Sleep Talking


Sweet dreams are made of this?

By Luke Robinson

You guys mind if I talk about sleep in this column? 

 (No, you couldn’t stop me if you wanted to and, yes, I see the irony in a column that induces drowsiness being one that  covers the topic of sleep.)

 Anyhoo, despite 46 years of practice, I am the world’s worst sleeper. I mean, I am just terrible at it. 

 It seems so darn easy and intuitive though, right?! How can I keep screwing this up? I have tried everything to sleep better short of taking a high kick to the chin from Chuck Norris.

 For instance, I have tried sleeping with and without the TV on. With the tube on, there are obvious distractions from the light and picture movements. Then there is the volume issue. If the volume is high enough to hear clearly, it may keep me up even more; if it is too low, my ears naturally try harder to hear what is being said thus creating the same insomniac-like effect. 

 Without the TV on, though, my mind constantly races like Usain Bolt in a hamster wheel. My cranium is a cacophony questions no one needs answered. “Did I switch over the laundry?”, “Could a hover board support a man of my carriage?”, “What the heck was Peter Piper going to do with all of those pickled peppers anyway?” Besides, when the TV is on the news stations, I am AT LEAST absorbing some pertinent information via osmosis. 

 Sometimes, the next morning I am all like, ‘….Hey guys… Did you hear that the ambassador to Ecuador’s son was caught in a bank fraud investigation? Also, James Spann expect a blustery wind to strike Cullman county from the north around 6 PM tomorrow.” 

 The other problem with my rest is that I am a mover and shaker. Not in the business or social sense; in a literal, physical way.
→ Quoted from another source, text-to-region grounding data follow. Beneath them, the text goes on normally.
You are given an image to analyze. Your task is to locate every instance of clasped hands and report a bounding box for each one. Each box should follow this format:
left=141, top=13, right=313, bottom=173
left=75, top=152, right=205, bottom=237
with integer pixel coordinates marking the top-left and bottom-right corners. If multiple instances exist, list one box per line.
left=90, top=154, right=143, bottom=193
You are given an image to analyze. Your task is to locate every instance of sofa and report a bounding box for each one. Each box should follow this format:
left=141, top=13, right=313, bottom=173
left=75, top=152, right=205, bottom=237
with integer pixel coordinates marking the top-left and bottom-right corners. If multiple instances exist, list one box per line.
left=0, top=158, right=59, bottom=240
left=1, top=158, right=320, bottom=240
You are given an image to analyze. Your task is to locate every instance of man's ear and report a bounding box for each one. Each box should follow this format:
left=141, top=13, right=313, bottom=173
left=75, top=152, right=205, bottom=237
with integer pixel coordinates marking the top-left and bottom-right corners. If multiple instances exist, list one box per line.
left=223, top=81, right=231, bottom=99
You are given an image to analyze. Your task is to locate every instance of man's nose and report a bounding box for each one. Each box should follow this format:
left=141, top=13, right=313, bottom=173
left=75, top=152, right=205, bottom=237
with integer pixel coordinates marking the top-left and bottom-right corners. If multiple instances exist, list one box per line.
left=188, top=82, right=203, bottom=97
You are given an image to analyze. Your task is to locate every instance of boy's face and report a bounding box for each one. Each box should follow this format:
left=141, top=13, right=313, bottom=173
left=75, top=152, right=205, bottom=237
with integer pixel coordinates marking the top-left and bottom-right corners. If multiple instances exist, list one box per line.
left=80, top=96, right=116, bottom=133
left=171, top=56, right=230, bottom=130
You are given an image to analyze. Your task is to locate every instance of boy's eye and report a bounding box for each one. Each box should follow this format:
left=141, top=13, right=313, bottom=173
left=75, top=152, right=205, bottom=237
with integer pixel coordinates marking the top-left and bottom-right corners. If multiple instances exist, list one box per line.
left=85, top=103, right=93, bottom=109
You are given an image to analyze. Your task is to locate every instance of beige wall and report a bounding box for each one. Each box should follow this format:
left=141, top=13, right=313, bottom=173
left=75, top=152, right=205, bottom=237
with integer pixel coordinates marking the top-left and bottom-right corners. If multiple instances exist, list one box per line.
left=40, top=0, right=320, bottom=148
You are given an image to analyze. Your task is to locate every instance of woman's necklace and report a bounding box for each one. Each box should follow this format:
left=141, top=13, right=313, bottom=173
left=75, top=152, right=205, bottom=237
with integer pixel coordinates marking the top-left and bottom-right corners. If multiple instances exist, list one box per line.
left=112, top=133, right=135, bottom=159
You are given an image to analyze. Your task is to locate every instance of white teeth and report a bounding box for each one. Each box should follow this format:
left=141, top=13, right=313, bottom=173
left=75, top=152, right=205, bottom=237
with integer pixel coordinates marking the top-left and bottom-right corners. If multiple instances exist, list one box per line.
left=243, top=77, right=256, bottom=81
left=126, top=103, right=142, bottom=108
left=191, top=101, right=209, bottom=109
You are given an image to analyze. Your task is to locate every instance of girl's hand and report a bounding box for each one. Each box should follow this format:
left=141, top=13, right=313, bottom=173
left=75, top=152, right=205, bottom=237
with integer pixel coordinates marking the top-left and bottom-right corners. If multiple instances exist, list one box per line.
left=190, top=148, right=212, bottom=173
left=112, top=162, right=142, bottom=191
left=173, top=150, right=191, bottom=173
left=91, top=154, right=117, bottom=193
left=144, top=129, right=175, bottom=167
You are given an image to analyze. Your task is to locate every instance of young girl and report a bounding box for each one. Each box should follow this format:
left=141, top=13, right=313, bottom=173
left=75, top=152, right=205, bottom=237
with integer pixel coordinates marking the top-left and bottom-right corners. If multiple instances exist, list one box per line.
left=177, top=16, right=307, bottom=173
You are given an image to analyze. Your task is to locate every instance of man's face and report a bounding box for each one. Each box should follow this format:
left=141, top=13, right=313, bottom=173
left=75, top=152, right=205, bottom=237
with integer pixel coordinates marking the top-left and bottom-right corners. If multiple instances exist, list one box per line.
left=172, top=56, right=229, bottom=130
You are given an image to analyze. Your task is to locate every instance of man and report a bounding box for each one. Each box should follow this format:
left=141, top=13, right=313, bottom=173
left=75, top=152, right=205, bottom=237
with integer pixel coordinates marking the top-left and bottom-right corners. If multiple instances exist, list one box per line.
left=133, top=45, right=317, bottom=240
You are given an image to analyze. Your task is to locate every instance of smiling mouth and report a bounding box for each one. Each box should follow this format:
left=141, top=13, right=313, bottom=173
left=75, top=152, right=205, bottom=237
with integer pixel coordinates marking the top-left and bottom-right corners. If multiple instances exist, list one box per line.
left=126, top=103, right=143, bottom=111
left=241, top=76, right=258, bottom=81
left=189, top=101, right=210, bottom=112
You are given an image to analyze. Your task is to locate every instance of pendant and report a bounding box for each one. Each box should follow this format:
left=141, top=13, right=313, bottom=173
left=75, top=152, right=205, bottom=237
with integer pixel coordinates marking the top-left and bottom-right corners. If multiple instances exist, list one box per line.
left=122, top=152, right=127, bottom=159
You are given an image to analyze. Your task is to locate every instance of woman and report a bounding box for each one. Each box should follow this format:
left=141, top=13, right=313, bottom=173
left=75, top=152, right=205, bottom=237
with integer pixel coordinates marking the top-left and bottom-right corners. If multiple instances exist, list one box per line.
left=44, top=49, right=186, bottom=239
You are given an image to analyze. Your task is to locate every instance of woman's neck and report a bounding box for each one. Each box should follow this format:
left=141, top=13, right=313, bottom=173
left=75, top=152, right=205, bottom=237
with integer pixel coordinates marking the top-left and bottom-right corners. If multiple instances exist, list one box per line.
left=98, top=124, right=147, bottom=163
My legs are like fleshy Red Bull Energy Drinks. I shake like a frightened maraca 98% of the day whether I am awake or asleep. I move so much that I am a threat to wake myself up from a slumber at any given time of the night. 

I DEFINITELY wake my wife up that way. She does not take it well. Nor should she. There was nothing in our vows about her having to deal with a “human San Andreas Fault Line.” 
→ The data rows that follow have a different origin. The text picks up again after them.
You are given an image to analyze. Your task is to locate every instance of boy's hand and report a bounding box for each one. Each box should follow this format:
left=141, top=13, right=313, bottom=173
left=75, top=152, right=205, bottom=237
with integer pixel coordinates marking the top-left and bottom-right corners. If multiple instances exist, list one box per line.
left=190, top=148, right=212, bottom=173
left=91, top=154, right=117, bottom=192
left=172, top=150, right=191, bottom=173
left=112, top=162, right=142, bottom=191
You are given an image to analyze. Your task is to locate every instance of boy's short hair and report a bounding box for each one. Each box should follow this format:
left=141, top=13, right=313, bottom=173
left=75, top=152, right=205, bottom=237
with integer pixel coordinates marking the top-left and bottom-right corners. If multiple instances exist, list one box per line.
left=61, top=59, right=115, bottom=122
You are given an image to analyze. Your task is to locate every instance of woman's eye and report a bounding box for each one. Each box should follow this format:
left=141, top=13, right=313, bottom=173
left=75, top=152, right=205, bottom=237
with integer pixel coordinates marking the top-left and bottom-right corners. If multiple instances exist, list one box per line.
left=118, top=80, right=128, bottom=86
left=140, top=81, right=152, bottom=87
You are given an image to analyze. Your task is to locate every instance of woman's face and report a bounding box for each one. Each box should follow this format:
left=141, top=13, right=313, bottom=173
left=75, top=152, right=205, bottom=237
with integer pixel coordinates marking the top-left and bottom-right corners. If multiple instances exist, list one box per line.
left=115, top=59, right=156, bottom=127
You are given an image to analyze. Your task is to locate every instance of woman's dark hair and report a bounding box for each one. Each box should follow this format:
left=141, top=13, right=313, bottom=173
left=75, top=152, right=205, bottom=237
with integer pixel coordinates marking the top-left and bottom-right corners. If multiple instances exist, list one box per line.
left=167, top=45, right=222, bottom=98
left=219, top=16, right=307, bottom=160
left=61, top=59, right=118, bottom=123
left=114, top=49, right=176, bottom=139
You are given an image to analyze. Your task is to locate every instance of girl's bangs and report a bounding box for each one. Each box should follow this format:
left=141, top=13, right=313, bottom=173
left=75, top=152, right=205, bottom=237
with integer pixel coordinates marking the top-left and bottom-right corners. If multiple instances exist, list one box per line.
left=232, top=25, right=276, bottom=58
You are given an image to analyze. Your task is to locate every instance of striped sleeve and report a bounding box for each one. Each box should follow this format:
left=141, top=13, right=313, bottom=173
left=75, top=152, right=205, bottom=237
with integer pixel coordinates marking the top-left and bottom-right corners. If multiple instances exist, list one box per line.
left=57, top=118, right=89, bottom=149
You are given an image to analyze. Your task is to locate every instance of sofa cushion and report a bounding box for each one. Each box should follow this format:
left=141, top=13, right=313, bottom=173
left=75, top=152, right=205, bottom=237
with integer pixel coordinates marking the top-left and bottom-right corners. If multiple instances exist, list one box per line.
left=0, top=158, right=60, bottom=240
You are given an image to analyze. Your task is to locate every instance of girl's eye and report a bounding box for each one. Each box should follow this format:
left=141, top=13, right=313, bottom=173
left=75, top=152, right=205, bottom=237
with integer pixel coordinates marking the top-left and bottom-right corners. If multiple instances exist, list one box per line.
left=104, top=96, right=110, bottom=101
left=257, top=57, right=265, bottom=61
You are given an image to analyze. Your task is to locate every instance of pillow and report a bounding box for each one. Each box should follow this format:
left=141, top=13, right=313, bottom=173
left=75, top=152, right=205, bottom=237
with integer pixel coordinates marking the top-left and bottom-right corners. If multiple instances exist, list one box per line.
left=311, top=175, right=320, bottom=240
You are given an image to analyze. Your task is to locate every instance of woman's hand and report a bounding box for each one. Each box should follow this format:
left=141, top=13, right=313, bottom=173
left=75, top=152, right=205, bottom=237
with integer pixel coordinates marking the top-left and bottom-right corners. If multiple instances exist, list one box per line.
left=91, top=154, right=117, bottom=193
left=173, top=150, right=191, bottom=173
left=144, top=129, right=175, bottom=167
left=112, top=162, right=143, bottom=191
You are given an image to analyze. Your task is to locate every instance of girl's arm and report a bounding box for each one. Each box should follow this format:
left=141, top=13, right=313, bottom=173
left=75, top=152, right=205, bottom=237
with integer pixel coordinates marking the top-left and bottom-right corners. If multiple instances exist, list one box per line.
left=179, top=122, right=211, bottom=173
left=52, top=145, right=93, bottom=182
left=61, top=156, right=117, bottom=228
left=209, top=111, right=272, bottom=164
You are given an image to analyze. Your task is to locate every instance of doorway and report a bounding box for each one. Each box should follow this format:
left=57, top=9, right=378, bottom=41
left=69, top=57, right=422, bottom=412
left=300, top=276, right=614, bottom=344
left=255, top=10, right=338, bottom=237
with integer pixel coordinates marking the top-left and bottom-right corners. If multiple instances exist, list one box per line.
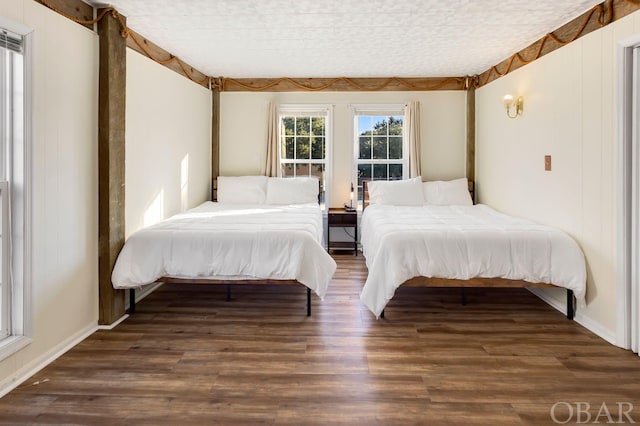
left=619, top=39, right=640, bottom=354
Melatonin has been a slight help on occasion. It’s over-the-counter stuff and natural (or so the internet tells me). I have also been prescribed more powerful medication and it does work, but not without consequences. 
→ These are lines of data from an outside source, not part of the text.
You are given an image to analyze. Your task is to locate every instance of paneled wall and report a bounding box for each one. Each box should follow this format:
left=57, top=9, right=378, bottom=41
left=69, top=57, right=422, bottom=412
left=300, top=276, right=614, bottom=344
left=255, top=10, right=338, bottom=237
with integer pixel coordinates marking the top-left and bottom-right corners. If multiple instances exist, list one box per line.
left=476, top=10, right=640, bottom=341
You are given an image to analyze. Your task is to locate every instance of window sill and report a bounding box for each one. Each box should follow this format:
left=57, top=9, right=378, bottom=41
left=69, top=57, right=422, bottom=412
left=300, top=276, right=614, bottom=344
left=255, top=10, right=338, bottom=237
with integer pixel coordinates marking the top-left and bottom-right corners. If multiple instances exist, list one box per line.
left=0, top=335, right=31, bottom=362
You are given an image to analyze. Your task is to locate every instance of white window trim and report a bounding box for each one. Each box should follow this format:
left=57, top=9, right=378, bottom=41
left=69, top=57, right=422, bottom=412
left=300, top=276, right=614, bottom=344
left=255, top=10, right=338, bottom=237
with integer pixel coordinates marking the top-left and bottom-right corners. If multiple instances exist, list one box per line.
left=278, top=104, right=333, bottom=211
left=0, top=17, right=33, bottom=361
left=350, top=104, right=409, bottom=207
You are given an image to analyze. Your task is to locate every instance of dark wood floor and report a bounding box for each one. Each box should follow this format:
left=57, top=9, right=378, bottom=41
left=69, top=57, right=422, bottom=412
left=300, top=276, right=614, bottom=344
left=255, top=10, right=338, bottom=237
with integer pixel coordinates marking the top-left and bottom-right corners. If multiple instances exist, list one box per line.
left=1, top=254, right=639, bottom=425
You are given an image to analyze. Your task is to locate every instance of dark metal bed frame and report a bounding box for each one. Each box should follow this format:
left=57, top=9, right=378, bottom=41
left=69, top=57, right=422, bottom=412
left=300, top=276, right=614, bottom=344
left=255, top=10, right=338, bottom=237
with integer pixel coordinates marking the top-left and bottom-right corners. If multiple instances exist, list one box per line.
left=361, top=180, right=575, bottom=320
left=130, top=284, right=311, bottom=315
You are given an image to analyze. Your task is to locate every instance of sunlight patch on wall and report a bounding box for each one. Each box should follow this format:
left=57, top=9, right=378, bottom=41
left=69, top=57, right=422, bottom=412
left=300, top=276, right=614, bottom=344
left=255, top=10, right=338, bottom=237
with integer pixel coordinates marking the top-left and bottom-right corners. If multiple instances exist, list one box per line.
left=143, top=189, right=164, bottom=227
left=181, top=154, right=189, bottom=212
The first pill I was prescribed worked great, but dang near wiped my memory cleaner than Hillary Clinton’s email. Every morning was a total re-boot. (Hmmmm… Now that I think about my history of embarrassing myself, maybe that was a good thing!?!)  

 On that medicine I slept hard. Real hard. Slept harder than a frozen Cialis diamond after a long day at boot camp. But it got to the point that I couldn’t remember my cousin even if he was named “Ginko Biloba.” I was literally forgetting to put pants on before I went to Walmart (at least, that was my story to the judge in court). 

 The funny thing is I am generally not TOTALLY awake at bedtime. I go to bed early and drift into some “not-alert/ not-comatose” purgatory. My wife will tell you quickly I wouldn’t be able to stay up for “The Tonight Show with Jimmy Fallon” even if Kate Upton were guaranteed to have a wardrobe malfunction. 

 The problem is I wake up about every hour or two checking the clock. There’s usually no reason; I just do it. It’s pretty frustrating. 

 So, in conclusion to this rambling, if you have some country, old-fashioned sleep remedy out there, I am all ears. Daddy is tired.